Depletion of calcium from the lumen of endoplasmic reticulum reversibly inhibits passive diffusion and signal-mediated transport into the nucleus.

Nuclear pore complexes provide channels for molecular transport across the nuclear envelope. Translocation of most proteins and RNAs through the pore complex is mediated by signal- and ATP-dependent mechanisms, while transport of small molecules is accomplished by passive diffusion. We report here that depletion of calcium from the lumen of the endoplasmic reticulum and nuclear envelope with ionophores or the calcium pump inhibitor thapsigargin rapidly and potently inhibits signal mediated transport of proteins into the nucleus. Lumenal calcium depletion also inhibits passive diffusion through the pore complex. Signal-mediated protein import and passive diffusion are rapidly restored when the drugs depleting lumenal calcium are removed and cells are incubated at 37 degrees C in calcium-containing medium.
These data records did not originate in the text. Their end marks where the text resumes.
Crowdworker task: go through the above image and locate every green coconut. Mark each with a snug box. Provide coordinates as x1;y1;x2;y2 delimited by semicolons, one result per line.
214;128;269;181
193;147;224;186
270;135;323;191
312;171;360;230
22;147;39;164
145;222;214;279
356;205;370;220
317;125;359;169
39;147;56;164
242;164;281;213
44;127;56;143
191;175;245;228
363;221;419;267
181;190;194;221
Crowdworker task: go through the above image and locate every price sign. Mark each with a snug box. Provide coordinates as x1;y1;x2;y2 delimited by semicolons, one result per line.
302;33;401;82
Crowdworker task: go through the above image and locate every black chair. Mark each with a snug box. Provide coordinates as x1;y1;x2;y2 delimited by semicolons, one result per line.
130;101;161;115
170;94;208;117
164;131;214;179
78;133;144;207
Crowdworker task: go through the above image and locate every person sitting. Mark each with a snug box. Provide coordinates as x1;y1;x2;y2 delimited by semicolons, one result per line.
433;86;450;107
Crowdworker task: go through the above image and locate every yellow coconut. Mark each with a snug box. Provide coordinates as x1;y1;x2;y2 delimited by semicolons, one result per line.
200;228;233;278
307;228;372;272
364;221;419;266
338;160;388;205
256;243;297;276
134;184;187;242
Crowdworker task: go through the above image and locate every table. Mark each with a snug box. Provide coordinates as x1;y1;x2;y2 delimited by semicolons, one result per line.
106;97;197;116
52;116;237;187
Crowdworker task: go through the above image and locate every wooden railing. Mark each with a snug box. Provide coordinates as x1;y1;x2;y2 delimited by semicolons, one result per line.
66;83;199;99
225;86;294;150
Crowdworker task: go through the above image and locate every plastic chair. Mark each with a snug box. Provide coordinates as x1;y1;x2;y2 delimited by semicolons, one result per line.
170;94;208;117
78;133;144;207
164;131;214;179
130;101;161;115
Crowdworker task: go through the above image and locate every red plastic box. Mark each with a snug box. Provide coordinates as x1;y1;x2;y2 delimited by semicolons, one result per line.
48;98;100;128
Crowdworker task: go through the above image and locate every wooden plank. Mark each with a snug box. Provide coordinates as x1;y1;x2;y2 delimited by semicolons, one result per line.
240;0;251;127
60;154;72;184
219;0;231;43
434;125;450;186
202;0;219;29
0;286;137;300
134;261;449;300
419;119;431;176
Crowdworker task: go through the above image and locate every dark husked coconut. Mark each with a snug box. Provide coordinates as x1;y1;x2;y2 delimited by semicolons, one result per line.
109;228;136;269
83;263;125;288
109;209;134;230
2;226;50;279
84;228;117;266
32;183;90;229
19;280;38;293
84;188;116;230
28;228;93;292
These results indicate that loss of calcium from the lumen of the endoplasmic reticulum and nuclear envelope reversibly affects properties of pore complex components located on the nuclear/cytoplasmic membrane surfaces, and they provide direct functional evidence for conformational flexibility of the pore complex. These methods will be useful for achieving reversible inhibition of nucleocytoplasmic trafficking for in vivo functional studies, and for studying the structure of the passive diffusion channel(s) of the pore complex.